The unreasonable ineffectiveness of factoring
In his blog post, Factoring Schmactoring, Sam Shah took a look at how many quadratic equations of the form x^2+bx+c = 0 (where b and c are integers) could be factored over the integers and produced a chart that was a powerful reminder of just how few of these there are.
After reading his post I fired up Mathematica and set to work extending Sam’s original chart to include negative values of b and c – the result of which is shown below. Out of 441 different quadratic equations, only 76 have integer solutions which is only 17.23%, and yet these are the only ones that succumb to the heavily drilled and killed method of factoring.
Sam and his commentators discussed the serious question of whether or not we should even be teaching factoring these days (for the record, I think we should) but my concerns were much less lofty. I wondered if I’d make something pretty if I did a similar chart to the one above but for values of b and c ranging from -100 to 100.
OK, so it’s not so pretty but it is possibly even more striking than the original charts – there is a LOT of red. Next, I wondered about values of a (the x^2 coefficient) other than 1 and thought that this was the perfect situation for a Manipulate (Click on the image to download an interactive version which can be used in either Mathematica or the free Mathematica Player):
Of course, when dealing with values of a other than one, we should include the possibility of rational solutions so let’s do that and assign rational solutions to the colour blue – again click on the image below for the Mathematica-Payer compatible interactive version.
I’m not really going anywhere with this – just having a bit of fun with Mathematica but comments are welcome.
really a great fun ,but didnt see any fascinating pattern in it, a little disappointing ,yes ?
:)
the third image is great,like something from the theory of cellular automata
Hi Wayne
Yes – a little disappointing that I didn’t find anything truly interesting but it doesn’t really matter.

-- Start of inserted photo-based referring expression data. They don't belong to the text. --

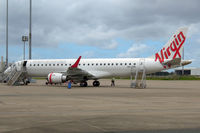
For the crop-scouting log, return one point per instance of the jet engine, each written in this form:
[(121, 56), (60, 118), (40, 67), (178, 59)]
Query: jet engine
[(56, 78)]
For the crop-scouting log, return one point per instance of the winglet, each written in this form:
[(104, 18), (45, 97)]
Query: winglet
[(75, 65)]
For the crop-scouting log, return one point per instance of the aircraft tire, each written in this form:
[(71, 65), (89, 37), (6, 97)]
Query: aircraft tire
[(96, 83), (83, 84)]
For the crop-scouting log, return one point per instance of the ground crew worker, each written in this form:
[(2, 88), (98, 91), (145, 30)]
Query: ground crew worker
[(69, 85), (113, 82)]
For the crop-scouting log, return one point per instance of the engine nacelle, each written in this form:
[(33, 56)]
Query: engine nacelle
[(56, 78)]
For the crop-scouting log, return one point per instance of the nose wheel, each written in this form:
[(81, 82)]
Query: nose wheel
[(96, 83), (83, 84)]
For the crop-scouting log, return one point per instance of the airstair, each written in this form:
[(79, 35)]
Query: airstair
[(140, 75), (17, 75)]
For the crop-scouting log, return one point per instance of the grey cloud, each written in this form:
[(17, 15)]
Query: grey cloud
[(97, 23)]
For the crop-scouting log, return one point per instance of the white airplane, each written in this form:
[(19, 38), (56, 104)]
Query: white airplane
[(81, 70)]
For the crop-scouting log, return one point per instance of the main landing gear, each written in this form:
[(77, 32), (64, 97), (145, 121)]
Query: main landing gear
[(96, 83), (85, 84)]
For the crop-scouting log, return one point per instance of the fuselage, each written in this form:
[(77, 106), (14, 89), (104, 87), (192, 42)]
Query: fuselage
[(99, 67)]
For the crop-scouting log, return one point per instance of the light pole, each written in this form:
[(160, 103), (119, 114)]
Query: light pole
[(30, 36), (6, 33), (24, 39)]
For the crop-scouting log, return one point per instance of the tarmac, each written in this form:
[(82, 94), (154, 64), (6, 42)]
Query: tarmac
[(163, 107)]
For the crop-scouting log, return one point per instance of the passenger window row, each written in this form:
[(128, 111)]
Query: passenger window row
[(84, 64)]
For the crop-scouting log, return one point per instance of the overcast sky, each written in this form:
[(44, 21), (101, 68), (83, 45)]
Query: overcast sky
[(100, 28)]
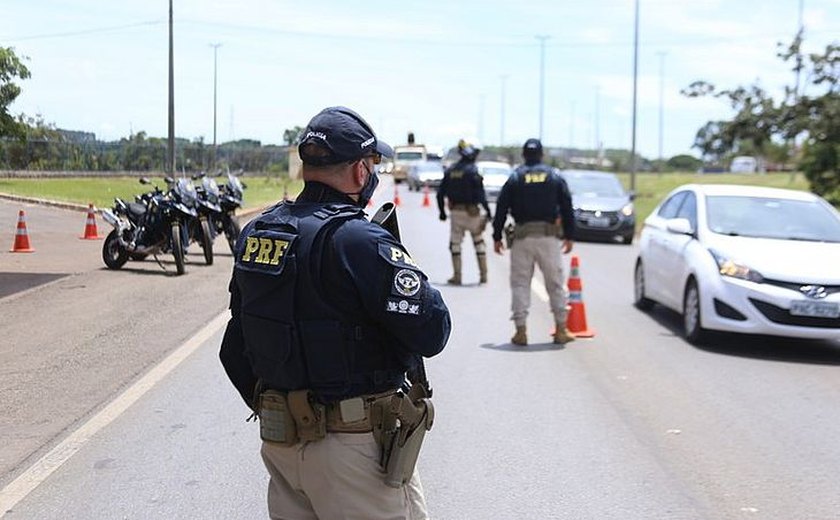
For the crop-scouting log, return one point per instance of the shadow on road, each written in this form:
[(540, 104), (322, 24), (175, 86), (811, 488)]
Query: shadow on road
[(533, 347), (769, 348)]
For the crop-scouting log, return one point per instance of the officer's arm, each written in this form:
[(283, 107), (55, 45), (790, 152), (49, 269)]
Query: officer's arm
[(482, 196), (564, 199), (442, 192), (502, 208), (232, 352)]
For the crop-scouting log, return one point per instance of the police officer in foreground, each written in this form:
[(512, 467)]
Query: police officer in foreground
[(328, 314), (463, 186), (539, 200)]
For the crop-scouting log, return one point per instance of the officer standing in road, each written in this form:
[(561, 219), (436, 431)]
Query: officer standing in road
[(463, 186), (328, 314), (539, 201)]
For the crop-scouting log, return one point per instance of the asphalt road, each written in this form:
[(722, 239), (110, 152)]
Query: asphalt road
[(632, 424)]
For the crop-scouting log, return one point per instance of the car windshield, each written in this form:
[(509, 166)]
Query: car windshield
[(429, 167), (408, 156), (764, 217), (595, 186)]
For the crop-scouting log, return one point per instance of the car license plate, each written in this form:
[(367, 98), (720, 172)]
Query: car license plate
[(814, 309), (599, 222)]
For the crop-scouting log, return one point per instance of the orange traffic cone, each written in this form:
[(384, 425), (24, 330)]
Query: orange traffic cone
[(576, 320), (90, 226), (21, 236)]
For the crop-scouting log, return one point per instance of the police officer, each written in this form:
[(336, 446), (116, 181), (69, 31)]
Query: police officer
[(539, 201), (328, 313), (463, 186)]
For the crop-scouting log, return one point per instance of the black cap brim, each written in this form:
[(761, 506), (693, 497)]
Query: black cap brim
[(384, 148)]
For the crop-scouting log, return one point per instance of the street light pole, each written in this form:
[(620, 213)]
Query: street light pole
[(635, 82), (170, 148), (542, 40), (661, 55), (215, 76)]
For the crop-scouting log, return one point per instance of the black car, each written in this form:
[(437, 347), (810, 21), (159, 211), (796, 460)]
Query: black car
[(603, 209)]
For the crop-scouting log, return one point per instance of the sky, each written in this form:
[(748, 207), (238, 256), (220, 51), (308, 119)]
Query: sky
[(491, 71)]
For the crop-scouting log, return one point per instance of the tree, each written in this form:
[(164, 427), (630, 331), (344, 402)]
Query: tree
[(11, 67), (810, 113)]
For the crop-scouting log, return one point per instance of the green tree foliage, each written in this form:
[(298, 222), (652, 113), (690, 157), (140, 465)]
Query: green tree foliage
[(11, 68), (291, 135), (761, 125), (684, 163)]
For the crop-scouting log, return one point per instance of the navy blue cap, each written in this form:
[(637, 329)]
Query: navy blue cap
[(343, 134), (532, 146)]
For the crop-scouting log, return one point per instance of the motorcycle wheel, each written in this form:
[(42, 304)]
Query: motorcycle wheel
[(177, 248), (113, 254), (207, 242), (232, 232)]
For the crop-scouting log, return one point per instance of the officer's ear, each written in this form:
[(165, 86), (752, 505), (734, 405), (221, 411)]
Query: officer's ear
[(359, 173)]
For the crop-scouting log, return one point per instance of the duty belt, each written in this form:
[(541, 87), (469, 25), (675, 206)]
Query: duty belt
[(353, 415), (537, 229)]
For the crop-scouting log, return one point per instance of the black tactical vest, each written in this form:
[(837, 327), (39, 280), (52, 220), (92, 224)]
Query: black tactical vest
[(295, 339)]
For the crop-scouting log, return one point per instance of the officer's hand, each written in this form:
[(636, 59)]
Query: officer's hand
[(567, 246)]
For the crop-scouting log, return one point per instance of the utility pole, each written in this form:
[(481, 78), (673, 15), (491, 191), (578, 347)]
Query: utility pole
[(503, 77), (635, 83), (661, 55), (215, 76), (170, 148), (542, 40)]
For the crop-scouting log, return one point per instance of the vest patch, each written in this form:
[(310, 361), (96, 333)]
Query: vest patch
[(264, 251), (407, 282), (400, 306)]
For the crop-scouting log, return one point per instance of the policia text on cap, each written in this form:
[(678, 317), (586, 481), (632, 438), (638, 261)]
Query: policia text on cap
[(328, 314)]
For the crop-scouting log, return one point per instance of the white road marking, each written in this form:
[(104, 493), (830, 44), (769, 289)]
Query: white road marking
[(24, 484)]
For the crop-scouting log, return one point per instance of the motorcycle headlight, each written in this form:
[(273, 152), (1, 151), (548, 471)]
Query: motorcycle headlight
[(728, 266)]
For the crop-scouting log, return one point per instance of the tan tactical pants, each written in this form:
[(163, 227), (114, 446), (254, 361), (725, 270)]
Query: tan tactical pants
[(460, 223), (546, 252), (336, 478)]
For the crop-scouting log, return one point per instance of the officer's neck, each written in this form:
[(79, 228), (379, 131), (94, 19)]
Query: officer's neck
[(314, 191)]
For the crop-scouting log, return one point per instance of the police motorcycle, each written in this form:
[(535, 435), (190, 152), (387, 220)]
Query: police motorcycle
[(230, 199), (206, 204), (157, 222)]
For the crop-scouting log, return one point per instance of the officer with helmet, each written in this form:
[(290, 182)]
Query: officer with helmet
[(539, 201), (463, 187), (329, 312)]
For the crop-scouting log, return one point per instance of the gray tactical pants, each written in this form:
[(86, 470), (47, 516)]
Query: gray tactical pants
[(546, 252)]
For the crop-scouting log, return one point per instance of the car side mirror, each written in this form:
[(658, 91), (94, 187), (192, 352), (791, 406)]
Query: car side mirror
[(680, 226)]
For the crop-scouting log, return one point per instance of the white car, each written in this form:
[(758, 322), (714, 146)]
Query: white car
[(743, 259)]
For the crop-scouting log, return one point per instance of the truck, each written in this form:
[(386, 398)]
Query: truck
[(406, 155)]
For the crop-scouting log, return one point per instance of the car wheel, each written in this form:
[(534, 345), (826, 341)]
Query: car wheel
[(694, 332), (639, 300)]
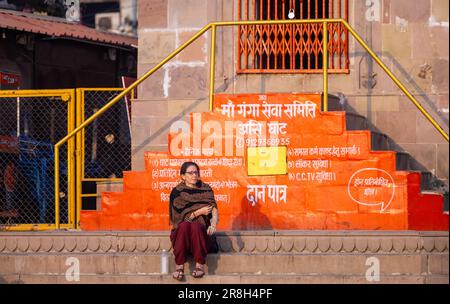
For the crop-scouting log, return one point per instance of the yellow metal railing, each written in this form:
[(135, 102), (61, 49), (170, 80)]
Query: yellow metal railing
[(213, 26), (44, 98)]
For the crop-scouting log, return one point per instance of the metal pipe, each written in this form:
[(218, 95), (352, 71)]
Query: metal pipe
[(325, 66), (212, 65)]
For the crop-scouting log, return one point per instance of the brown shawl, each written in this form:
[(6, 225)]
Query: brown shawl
[(184, 200)]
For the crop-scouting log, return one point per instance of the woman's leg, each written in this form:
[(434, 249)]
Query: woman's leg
[(181, 242), (199, 240)]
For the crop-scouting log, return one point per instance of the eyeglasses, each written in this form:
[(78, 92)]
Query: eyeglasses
[(192, 172)]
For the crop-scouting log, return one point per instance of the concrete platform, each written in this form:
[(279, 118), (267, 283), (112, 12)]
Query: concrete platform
[(275, 257)]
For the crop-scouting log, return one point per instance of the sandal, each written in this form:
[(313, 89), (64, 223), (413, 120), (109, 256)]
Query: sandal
[(198, 273), (178, 274)]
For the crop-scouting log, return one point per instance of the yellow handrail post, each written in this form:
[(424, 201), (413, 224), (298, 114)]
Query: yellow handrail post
[(57, 186), (212, 66), (396, 81), (79, 157), (325, 66)]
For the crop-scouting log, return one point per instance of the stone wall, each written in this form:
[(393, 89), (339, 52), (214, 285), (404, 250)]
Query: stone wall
[(244, 257), (411, 37)]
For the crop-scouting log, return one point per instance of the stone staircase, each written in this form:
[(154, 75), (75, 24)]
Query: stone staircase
[(254, 257), (340, 176)]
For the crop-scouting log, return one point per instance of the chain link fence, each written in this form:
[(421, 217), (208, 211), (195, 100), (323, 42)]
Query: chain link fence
[(29, 129)]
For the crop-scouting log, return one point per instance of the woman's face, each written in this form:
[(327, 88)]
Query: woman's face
[(191, 176)]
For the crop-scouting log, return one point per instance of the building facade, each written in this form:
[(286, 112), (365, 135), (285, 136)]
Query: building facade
[(410, 37)]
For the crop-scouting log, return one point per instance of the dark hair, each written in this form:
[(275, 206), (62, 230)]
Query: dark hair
[(186, 165)]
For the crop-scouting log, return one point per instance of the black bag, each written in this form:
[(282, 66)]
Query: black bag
[(214, 246)]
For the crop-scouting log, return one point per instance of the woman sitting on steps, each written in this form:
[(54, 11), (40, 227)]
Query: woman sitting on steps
[(193, 216)]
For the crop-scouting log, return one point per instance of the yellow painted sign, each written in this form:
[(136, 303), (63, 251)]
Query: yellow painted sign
[(266, 160)]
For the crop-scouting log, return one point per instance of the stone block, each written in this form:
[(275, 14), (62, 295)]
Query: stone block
[(423, 154), (152, 13), (426, 132), (188, 82), (397, 125), (197, 51), (376, 103), (437, 279), (429, 42), (153, 86), (154, 46), (443, 102), (414, 74), (187, 14), (419, 12), (151, 108), (397, 43), (440, 75), (439, 10), (442, 161), (438, 263), (141, 130), (137, 154), (183, 107)]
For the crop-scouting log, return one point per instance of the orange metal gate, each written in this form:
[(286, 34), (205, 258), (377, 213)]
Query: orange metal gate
[(291, 48)]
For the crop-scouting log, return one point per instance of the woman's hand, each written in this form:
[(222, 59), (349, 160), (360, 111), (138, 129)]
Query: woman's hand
[(211, 230), (202, 211)]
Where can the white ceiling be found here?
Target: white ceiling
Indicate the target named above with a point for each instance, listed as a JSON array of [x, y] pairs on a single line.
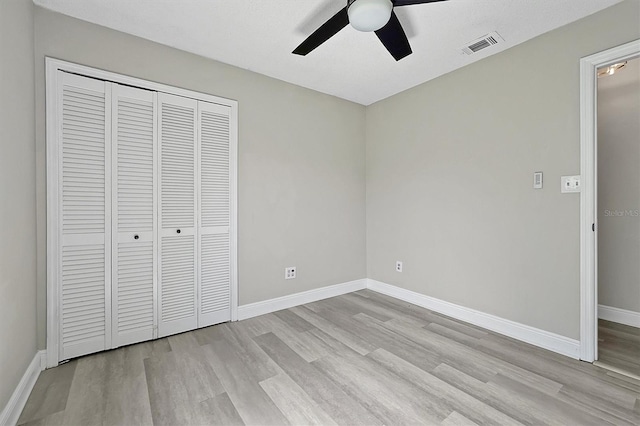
[[259, 35]]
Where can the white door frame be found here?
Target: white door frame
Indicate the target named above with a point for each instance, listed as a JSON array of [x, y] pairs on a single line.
[[589, 194], [51, 82]]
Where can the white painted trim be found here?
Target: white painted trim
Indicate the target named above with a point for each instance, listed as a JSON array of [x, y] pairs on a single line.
[[11, 412], [588, 195], [53, 230], [52, 131], [272, 305], [544, 339], [57, 64], [621, 316]]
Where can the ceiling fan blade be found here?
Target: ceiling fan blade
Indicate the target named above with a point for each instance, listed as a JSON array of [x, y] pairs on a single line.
[[397, 3], [324, 33], [394, 39]]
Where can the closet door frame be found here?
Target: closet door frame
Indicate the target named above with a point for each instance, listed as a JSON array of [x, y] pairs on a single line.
[[53, 139]]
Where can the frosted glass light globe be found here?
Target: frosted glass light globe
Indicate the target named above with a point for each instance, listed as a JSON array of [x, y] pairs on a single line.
[[369, 15]]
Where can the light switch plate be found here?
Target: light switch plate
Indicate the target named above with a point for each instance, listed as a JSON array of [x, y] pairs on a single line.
[[570, 184]]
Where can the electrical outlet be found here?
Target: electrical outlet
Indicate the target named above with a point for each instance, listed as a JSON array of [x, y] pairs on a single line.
[[290, 273], [570, 184]]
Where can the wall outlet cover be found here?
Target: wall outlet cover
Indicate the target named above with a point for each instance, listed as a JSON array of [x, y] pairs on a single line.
[[537, 180], [570, 184], [289, 273]]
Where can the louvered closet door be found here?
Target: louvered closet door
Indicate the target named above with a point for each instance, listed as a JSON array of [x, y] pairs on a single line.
[[134, 214], [84, 280], [177, 290], [214, 215]]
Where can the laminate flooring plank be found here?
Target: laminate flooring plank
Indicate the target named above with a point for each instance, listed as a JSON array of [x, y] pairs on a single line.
[[242, 384], [457, 419], [50, 393], [594, 402], [293, 401], [239, 339], [169, 392], [439, 349], [347, 307], [349, 339], [294, 321], [55, 419], [441, 391], [109, 388], [300, 341], [219, 410], [361, 358], [341, 407], [501, 399], [568, 372], [619, 346], [558, 411], [451, 334], [386, 395], [382, 311], [153, 347], [425, 315]]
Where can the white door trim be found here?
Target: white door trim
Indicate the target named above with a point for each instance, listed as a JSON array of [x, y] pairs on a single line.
[[51, 81], [588, 197]]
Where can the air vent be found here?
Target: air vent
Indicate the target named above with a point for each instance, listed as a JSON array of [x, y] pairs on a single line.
[[482, 43]]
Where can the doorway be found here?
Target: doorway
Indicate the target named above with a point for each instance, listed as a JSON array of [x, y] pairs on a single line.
[[618, 210], [590, 210]]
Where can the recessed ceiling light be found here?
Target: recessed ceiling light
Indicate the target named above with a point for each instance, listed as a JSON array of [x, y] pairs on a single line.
[[611, 69]]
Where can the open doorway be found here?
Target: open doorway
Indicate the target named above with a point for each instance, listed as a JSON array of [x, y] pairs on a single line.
[[589, 209], [618, 212]]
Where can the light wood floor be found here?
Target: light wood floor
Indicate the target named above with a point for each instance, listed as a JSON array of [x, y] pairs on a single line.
[[619, 346], [361, 358]]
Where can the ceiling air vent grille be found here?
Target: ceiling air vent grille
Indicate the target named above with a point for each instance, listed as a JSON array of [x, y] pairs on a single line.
[[482, 43]]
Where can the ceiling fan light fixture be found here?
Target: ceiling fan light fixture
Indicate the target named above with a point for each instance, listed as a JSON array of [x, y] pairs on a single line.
[[369, 15]]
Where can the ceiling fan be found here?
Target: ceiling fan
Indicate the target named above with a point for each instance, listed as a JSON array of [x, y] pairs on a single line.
[[366, 16]]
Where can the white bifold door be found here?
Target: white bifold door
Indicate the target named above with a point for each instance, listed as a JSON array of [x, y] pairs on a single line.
[[194, 258], [134, 218], [142, 204]]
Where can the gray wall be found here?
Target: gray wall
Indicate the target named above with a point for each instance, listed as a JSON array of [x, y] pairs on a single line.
[[449, 178], [17, 195], [301, 159], [619, 188]]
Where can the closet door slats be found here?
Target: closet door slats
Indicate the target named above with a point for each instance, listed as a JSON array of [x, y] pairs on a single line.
[[84, 301], [177, 306], [134, 214], [141, 182], [214, 208]]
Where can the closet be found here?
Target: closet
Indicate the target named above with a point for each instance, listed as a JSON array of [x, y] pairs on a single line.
[[140, 190]]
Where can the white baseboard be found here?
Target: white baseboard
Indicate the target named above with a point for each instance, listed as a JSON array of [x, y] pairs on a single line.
[[296, 299], [621, 316], [13, 409], [544, 339]]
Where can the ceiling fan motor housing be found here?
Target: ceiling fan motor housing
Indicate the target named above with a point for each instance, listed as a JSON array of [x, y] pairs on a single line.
[[369, 15]]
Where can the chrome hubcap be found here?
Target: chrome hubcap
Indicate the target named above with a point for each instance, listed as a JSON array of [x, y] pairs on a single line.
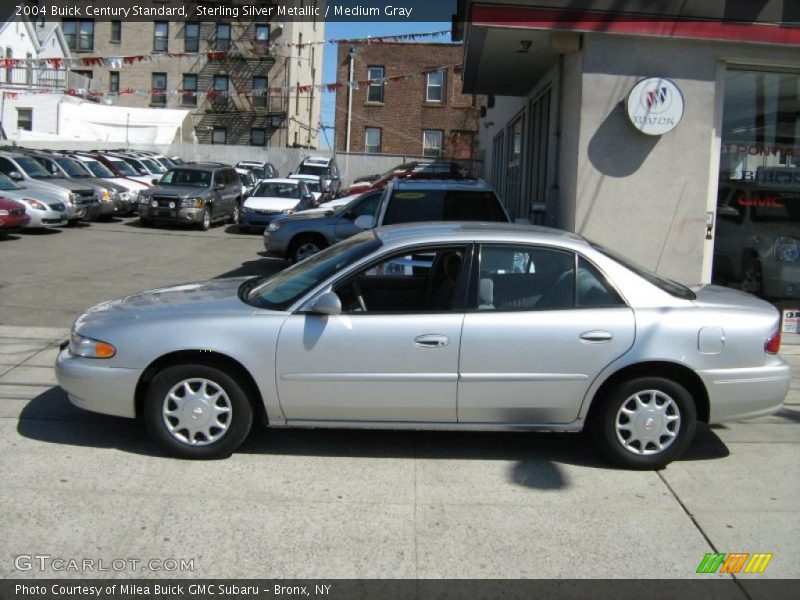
[[647, 422], [197, 412], [306, 250]]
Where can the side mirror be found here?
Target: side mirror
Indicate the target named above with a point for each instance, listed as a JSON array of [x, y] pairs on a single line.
[[326, 304], [365, 222]]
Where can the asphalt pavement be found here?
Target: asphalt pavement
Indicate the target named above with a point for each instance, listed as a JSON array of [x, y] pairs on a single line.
[[338, 503]]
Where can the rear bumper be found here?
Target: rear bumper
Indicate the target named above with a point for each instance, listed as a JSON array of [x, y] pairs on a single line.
[[736, 394], [92, 386]]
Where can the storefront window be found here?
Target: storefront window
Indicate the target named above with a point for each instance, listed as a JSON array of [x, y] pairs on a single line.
[[757, 245]]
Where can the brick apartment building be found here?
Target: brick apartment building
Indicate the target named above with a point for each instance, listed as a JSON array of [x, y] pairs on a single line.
[[255, 59], [425, 115]]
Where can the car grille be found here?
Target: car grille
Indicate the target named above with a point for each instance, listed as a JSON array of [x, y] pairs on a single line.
[[163, 201]]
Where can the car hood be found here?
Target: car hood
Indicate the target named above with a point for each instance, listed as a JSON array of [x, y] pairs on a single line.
[[716, 296], [177, 190], [206, 297], [268, 203]]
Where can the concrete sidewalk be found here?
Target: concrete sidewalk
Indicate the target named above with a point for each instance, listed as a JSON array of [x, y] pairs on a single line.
[[382, 504]]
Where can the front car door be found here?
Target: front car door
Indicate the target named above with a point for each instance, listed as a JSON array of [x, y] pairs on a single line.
[[391, 356], [544, 323]]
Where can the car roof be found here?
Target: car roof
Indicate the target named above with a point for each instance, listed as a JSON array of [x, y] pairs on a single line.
[[475, 230], [442, 184]]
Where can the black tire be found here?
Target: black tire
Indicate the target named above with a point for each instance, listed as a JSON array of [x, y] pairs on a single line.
[[651, 390], [205, 219], [304, 246], [239, 418]]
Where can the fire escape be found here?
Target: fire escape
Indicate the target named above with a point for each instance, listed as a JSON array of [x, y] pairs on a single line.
[[236, 80]]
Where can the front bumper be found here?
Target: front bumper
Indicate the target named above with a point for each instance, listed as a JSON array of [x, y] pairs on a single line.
[[173, 215], [736, 394], [93, 386]]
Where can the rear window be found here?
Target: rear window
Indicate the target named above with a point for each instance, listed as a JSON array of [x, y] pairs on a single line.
[[406, 206]]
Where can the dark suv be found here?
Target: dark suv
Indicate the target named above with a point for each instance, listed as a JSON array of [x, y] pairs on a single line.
[[196, 194]]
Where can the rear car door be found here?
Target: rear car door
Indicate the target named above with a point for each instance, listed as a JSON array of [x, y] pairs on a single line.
[[543, 323]]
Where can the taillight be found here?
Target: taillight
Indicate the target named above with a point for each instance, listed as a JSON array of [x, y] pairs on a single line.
[[773, 344]]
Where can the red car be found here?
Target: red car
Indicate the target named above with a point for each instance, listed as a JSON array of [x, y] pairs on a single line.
[[12, 216]]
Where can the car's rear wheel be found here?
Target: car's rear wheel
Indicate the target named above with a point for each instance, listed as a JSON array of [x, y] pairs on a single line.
[[644, 423], [305, 246], [197, 411], [205, 219]]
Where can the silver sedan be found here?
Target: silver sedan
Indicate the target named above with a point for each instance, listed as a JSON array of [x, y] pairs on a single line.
[[434, 326]]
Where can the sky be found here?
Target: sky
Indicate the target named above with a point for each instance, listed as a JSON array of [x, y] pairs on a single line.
[[337, 30]]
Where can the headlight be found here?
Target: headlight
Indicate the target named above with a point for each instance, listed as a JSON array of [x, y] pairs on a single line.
[[787, 249], [35, 204], [89, 348]]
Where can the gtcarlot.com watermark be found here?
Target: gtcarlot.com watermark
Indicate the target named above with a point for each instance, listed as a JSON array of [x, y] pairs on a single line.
[[60, 564]]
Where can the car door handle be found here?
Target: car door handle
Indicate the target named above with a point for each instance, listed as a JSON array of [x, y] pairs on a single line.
[[597, 337], [431, 341]]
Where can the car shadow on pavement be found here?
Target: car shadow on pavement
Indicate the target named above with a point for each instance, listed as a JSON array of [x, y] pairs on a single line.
[[536, 458]]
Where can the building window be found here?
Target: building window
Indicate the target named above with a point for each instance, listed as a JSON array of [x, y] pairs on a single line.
[[432, 143], [79, 34], [220, 91], [260, 86], [25, 119], [223, 42], [219, 135], [191, 37], [158, 95], [375, 90], [434, 89], [258, 136], [372, 140], [160, 36], [262, 32], [113, 82], [189, 96]]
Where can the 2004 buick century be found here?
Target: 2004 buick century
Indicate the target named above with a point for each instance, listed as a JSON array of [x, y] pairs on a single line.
[[434, 326]]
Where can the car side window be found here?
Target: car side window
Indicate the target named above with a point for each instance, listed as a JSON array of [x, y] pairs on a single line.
[[525, 278], [426, 280], [593, 289]]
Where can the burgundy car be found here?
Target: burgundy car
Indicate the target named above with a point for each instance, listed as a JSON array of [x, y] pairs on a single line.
[[12, 216]]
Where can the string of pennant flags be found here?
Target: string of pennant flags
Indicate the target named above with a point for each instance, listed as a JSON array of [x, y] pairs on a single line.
[[212, 94], [118, 62]]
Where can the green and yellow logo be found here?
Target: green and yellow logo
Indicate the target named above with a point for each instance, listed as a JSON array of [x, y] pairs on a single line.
[[735, 562]]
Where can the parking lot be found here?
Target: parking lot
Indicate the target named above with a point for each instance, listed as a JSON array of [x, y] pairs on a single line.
[[296, 503]]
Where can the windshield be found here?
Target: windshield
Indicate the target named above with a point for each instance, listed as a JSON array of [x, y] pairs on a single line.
[[33, 168], [406, 206], [279, 291], [98, 169], [275, 189], [313, 170], [671, 287], [186, 177], [72, 168], [124, 168], [7, 184]]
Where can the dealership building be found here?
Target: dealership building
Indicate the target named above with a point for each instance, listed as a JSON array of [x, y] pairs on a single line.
[[667, 130]]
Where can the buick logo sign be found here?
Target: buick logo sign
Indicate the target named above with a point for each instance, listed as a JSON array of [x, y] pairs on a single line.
[[655, 106]]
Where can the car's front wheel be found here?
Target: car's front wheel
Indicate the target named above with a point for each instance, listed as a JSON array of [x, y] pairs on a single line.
[[644, 423], [197, 411]]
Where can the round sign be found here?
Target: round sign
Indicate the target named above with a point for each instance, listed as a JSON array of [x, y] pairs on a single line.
[[655, 106]]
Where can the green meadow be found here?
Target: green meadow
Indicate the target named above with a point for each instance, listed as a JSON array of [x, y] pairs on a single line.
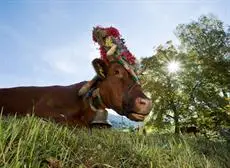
[[31, 142]]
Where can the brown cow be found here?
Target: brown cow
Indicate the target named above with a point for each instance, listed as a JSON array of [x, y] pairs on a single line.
[[116, 90]]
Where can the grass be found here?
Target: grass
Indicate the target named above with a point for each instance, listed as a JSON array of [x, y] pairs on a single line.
[[31, 142]]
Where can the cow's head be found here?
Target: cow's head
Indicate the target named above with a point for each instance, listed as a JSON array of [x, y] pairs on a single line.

That’s the great thing about software like Mathematica or Maple – you can just play with ideas and it doesn’t take much time. It took me MUCH longer to write about this stuff than it did to do it.
AS for the 3rd image – I see what you mean. Personally it reminded me a little of User Defined Graphics as used by old 8-bit computers such as the Sinclair Spectrum.
Mike
I think the third image looks like a Christmas present tied up with a bow. Reminds me that it’s time to start my shopping…
It’s not surprising to me that factoring is of so little value in solving random equations. Similarly, if we could collect all the numbers and pull one out at random, we would not be likely to grab a rational one (or even a real number). But still, students need to start with the baby steps: learn to handle rational numbers, learn to understand and work with factors, etc.
And then, sometimes, it’s good for them (at least, for the best of them, lest they get too cocky) to be humbled by the overwhelming bloody red of the stuff that they don’t understand.
I think those images are pretty interesting indeed!
Look at the “slopes” of the green “lines” for the a=1 case. Especially in the -100 to 100 case you can see the slopes asymptotically approach infinity while the actual successful cases grow more sparse. At first I also considered looking at the angles between these “lines” but now I don’t think they share a common vertex. (maybe?)
However, they are forming an envelope of a quadratic. The green blocks seem to be the Integer Lattice Points of the tangent lines to the standard quadratic. (upside down since c is upside down)
The “a similar chart to the one above but for values of b and c ranging from -100 to 100” image is striking … given that the student is generally told to “find x” .
I see lots of x’s with different slopes…
Scott is quite right, and the images are interesting!
The quadratic X^2+bX+c factors over the integers precisely when it has integer roots. This means that there exists an integer n such that n^2+bn+c=0, or in other words c=-bn – n^2. These equations (c=-bn – n^2) define straight lines in the c-b plane – the “green lines” Scott mentions. So you can see that they do not share a common vertex: they intersect the b-axis at the perfect squares. And they are indeed the tangent to a lines to a quadratic, namely the quadratic c = (b^2)/4, whose lattice points correspond to the double root factorizations of our original quadratic X^2+bX+c; i.e. X^2+bX+((b^2)/4) = (X+(b/2))^2.